We further explored the mechanism underlying TMAO‐mediated NLRP3 inflammasome activation in endothelial cells. ROS generation is one of the known mechanisms through which the NLRP3 inflammasome is activated, of which mtROS formation is particularly critical for NLRP3 activation.14 Accordingly, the relationship between NLRP3 inflammasome induction and ROS generation, especially mtROS, in endothelial cells was investigated. Total ROS levels measured based on DCFH‐DA and mtROS levels were evaluated using MitoSOX Red, a highly selective fluorescent probe for detection of O2 generated within mitochondria.28 Our results showed an increase in both ROS and mtROS levels in response to TMAO in a dose‐ and time‐dependent manner. Time kinetic analysis revealed that ROS and mtROS reached maximum levels at 24 hours after TMAO treatment (Figure 3A through 3D). The specific mtROS scavenger, TEMPO, was further employed to confirm the contributory role of mtROS. We found that pretreatment with TEMPO (50 μmol/L) markedly inhibited TMAO‐induced activation of the NLRP3 inflammasome followed by decreased expression of IL‐1β, ICAM‐1, and MMP‐9 (Figure 3E and 3F) as well as the adhesion of monocytes to endothelial cells (Supplementary Figure S1A and S1B), validating the requirement of mtROS for this process.

Figure 3.

Figure 3

Mitochondrial reactive oxygen species (mtROS) played a key role in trimethylamine‐N‐oxide (TMAO)‐induced activation of the nucleotide‐binding oligomerization domain–like receptor family pyrin domain–containing 3 (NLRP3) inflammasome in endothelial cells. Cells were treated with TMAO at a series of concentrations (150, 300, 600, and 900 μmol/L) for 24 hours or 600 μmol/L TMAO for the indicated time intervals (4, 8, 12, and 24 hours). A and B, Total ROS levels were detected via DCFH‐DA. C and D, mtROS levels were detected with MitoSOX Red. Human umbilical vein endothelial cells (HUVECs) were pretreated with TEMPO (50 μmol/L) for 2 hours followed by the addition of TMAO (600 μmol/L) for a further 24 hours. E, mtROS and (F) expression of the indicated protein were detected. Values are expressed as means±SE (n=3). a P<0.05, b P<0.01 vs the vehicle‐treated control group; c P<0.01 vs TMAO‐treated group; AU, arbitrary units.

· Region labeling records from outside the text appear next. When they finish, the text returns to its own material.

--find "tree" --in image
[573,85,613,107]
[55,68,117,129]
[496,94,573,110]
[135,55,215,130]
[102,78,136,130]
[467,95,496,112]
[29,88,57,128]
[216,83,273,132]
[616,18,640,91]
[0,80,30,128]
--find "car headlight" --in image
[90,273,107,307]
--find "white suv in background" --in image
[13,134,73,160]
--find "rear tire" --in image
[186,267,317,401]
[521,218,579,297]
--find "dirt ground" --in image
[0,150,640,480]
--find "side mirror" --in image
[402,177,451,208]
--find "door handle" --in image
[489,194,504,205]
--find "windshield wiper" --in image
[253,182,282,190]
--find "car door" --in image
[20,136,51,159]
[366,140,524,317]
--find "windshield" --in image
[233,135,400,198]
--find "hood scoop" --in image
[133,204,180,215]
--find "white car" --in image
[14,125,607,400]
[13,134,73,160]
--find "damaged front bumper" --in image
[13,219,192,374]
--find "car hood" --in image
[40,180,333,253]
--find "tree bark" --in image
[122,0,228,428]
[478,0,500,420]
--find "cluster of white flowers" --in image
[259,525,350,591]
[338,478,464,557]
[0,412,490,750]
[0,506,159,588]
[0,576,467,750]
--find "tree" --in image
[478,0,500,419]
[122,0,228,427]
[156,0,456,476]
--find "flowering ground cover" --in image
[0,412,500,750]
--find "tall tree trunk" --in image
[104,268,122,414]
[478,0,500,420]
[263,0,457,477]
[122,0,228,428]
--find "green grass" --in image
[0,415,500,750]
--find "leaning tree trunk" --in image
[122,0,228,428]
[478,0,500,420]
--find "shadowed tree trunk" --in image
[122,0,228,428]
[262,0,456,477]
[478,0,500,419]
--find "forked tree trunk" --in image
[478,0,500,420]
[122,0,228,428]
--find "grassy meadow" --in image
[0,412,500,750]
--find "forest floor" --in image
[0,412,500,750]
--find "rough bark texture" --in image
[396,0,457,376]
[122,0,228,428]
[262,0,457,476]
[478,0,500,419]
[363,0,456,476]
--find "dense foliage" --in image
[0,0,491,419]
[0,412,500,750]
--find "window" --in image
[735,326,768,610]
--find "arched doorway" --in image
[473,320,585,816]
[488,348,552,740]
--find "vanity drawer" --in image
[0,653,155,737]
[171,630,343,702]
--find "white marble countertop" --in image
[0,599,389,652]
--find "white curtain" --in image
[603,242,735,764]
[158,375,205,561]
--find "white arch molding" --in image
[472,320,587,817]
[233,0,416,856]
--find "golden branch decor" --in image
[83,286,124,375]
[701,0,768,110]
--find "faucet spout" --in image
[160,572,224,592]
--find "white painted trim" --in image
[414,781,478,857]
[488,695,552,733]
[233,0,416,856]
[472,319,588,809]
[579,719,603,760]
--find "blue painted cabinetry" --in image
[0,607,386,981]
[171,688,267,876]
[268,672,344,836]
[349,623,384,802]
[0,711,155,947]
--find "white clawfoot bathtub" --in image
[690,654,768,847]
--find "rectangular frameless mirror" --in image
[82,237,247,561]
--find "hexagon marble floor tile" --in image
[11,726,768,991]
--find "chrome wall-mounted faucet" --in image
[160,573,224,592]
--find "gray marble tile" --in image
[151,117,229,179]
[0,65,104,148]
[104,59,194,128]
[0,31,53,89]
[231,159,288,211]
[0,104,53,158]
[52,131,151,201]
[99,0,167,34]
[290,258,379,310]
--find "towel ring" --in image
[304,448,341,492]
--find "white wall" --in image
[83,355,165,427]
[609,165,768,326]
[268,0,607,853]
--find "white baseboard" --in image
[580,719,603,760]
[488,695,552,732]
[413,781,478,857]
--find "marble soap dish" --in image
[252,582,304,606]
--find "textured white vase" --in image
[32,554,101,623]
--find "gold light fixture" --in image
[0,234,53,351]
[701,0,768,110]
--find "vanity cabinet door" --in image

TMAO Induced mtROS Accumulation via the SIRT3‐SOD2 Pathway in Endothelial Cells

In view of the finding that SOD2, the primary mitochondrial oxidative scavenger, plays a crucial role in regulation of mtROS,29 the effects of TMAO on SOD2 expression and activity were investigated. TMAO induced significant suppression of SOD2 activity in a dose‐ and time‐dependent manner (Figure 4A and 4B). SOD2 activity is known to be tightly regulated via acetylation at its lysine residues.20 Accordingly, we measured SOD2 acetylation levels using Western blot with an anti‐acetyl‐lysine antibody. As shown in Figure 4C through 4F, acetylation levels of SOD2 were markedly increased by TMAO in a dose‐ and time‐dependent manner. Furthermore, because SOD2 is mainly regulated by the deacetylation of specific conserved lysines in a reaction catalyzed by the mitochondrial sirtuin SIRT3,20 we investigated the effects of TMAO on SIRT3 expression. As expected, TMAO treatment led to a significant decrease in SIRT3 expression (Figure 4G through 4J), revealing a suppressive effect on both expression of SIRT3 and activity of SOD2.

Figure 4.

Figure 4

Trimethylamine‐N‐oxide (TMAO) exposure decreased superoxide dismutase (SOD)2 activity and sirtuin‐3 (SIRT3) expression. Cells were treated with TMAO at a series of concentrations (150, 300, 600, and 900 μmol/L) for 24 hours or incubated with 600 μmol/L TMAO at indicated time intervals (4, 8, 12, and 24 hours). A and B, SOD2 enzymatic activity was assayed using SOD1 and SOD2 Assay Kits with WST‐8 following the manufacturer's instructions. C and E, Western blot analysis of Ac‐SOD2 and SOD2 expression. D and F, The bar graph shows quantification of endogenous Ac‐SOD2 and SOD2. G and I, SIRT3 expression was detected via Western blot. H and J, The bar graph shows quantification of endogenous SIRT3. Values are expressed as means±SE (n=3); a P<0.05, b P<0.01 vs the vehicle‐treated control group; AU, arbitrary units.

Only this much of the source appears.